Learning Disability Today
Supporting professionals working in learning disability and autism services

Super-fast hand driers cause problems for people with hyperacute hearing, say researchers

hands over earsThe noise from super-fast hand driers, common in public toilets, has the same impact on the human ear as that of a road drill at close range and can cause problems for people with hyperacute hearing, research has found.

Sound researchers at Goldsmiths, University of London have found that the noise from high-speed hand dryers caused discomfort for people with hyperacute hearing – a condition characterised by oversensitivity to certain frequency ranges of sound and common for those on the autistic spectrum. This can cause stress and lead to people affected avoiding the public spaces they are found in.

The researchers also found the dryers caused discomfort for elderly dementia sufferers, affected the navigation of visually-impaired people and even forced hearing aid users to turn their devices off when entering public toilets.

Led by Dr John Levack Drever, senior lecturer in composition and head of the Unit for Sound Practice Research at Goldsmiths, the research project consisted of a range of studies including product acoustic testing, environmental acoustics and noise assessment, and interviews with members of the public.

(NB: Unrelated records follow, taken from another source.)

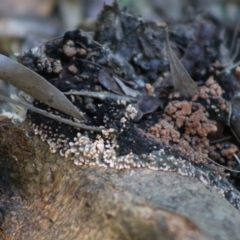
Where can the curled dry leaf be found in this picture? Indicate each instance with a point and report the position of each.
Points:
(35, 86)
(181, 79)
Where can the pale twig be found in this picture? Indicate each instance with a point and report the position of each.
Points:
(101, 95)
(57, 118)
(229, 169)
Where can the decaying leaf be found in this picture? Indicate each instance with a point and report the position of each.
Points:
(35, 86)
(181, 79)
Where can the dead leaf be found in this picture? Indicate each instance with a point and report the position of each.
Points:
(181, 79)
(35, 86)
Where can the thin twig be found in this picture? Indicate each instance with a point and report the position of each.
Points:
(57, 118)
(101, 95)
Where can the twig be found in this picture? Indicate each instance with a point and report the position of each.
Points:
(57, 118)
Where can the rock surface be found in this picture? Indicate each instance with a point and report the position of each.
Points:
(44, 196)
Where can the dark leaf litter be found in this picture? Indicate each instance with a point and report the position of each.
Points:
(157, 126)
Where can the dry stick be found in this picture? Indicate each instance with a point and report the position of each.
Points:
(101, 95)
(229, 169)
(57, 118)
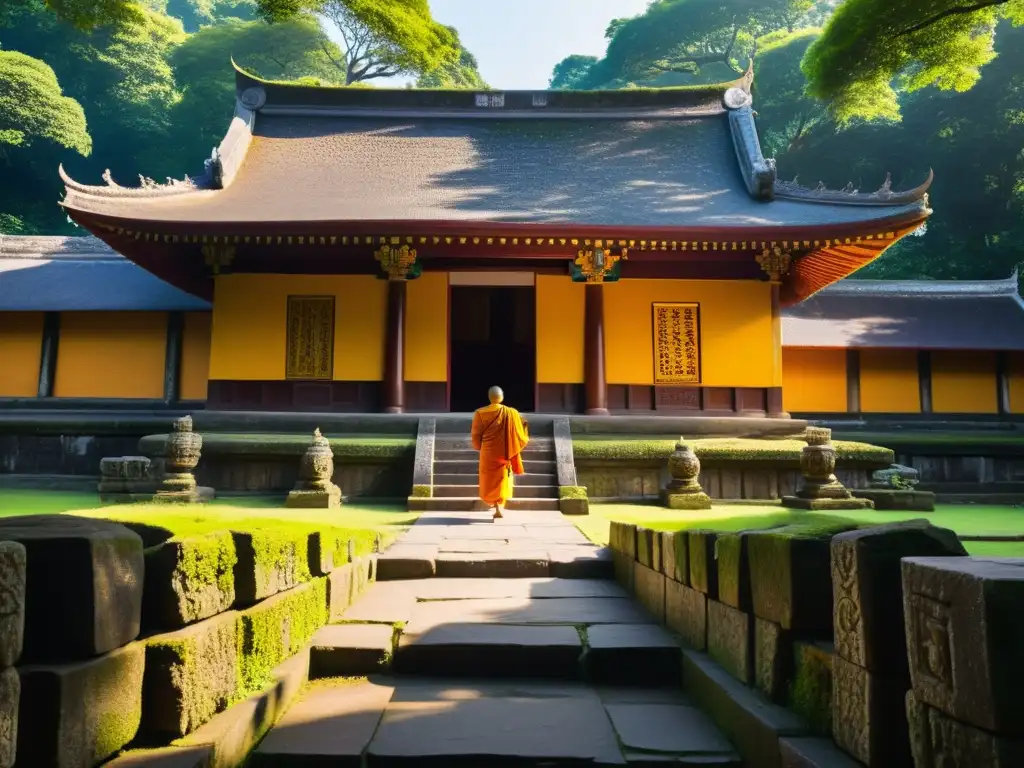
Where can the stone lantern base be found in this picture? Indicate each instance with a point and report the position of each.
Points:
(326, 498)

Studies undertaken by Dr Drever and his team in toilets and in spaces resembling the typical box shape of a public toilet found that the decibels reached by hand dryers could reach 11 times more than that recorded in the product-testing lab. This was in stark contrast to the advertised sound levels of the hand dryers.

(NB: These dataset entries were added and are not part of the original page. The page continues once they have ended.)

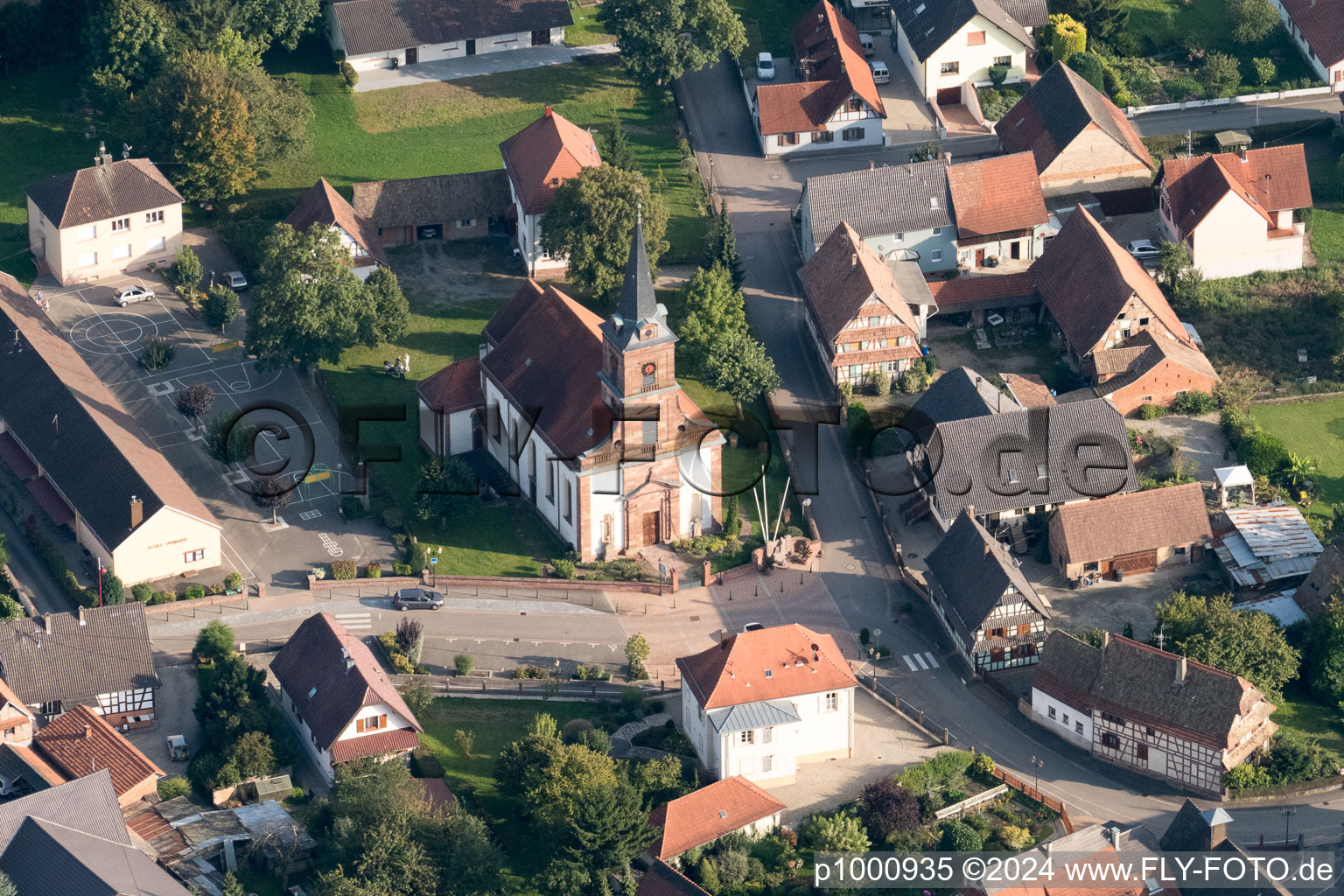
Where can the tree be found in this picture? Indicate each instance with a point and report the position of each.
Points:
(591, 222)
(1251, 19)
(220, 306)
(388, 318)
(197, 120)
(443, 482)
(273, 492)
(737, 363)
(837, 833)
(609, 826)
(1265, 70)
(1068, 37)
(197, 399)
(712, 305)
(636, 653)
(886, 808)
(187, 270)
(128, 39)
(663, 39)
(310, 306)
(1221, 74)
(215, 641)
(722, 246)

“Brutally invasive” annoyance

Dr Drever explained: “Manufacturers tend to test hand dryers in ultra-absorbent acoustic laboratories which is perhaps why actual sound levels are so much higher than those advertised. With these results in mind, it is no surprise the high-speed hand dryer is increasingly perceived as an annoyance and brutally invasive within such personal and sensitive spaces.

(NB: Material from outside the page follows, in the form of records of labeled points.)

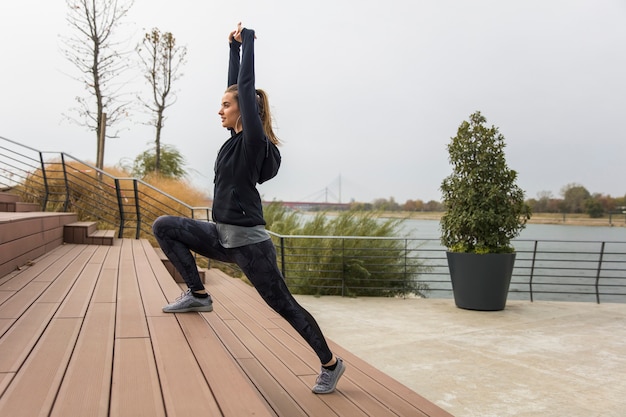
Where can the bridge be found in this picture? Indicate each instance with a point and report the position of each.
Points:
(313, 206)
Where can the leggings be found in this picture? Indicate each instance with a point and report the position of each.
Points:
(178, 236)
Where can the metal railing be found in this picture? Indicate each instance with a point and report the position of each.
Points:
(60, 182)
(544, 270)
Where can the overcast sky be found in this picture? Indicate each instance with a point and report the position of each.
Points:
(366, 94)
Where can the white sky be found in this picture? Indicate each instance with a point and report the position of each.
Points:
(366, 91)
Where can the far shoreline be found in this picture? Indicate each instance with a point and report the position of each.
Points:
(618, 220)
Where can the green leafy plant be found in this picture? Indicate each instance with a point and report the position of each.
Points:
(485, 208)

“From this initial study it is evident that ‘ultra-rapid’ cold air hand dryers are loud, and this loudness is vastly amplified in the highly reverberant and reflective small toilet. A wide range of vulnerable subgroups are been seriously affected by hand dryer noise, resulting in unwelcome stress in this sensitive space, and in extreme cases people are being excluded from public spaces, the workplace and schools.

“To solve these issues, we propose that engineers, sound artists and users come together to look at the acoustic space in which these dryers are found and tune the products accordingly to enhance the listening experience and minimise the discomfort that is caused to a whole range of people.”

The next phase of this project will see the commissioning of a range of users to compose and in turn propose new favourable sound design possibilities.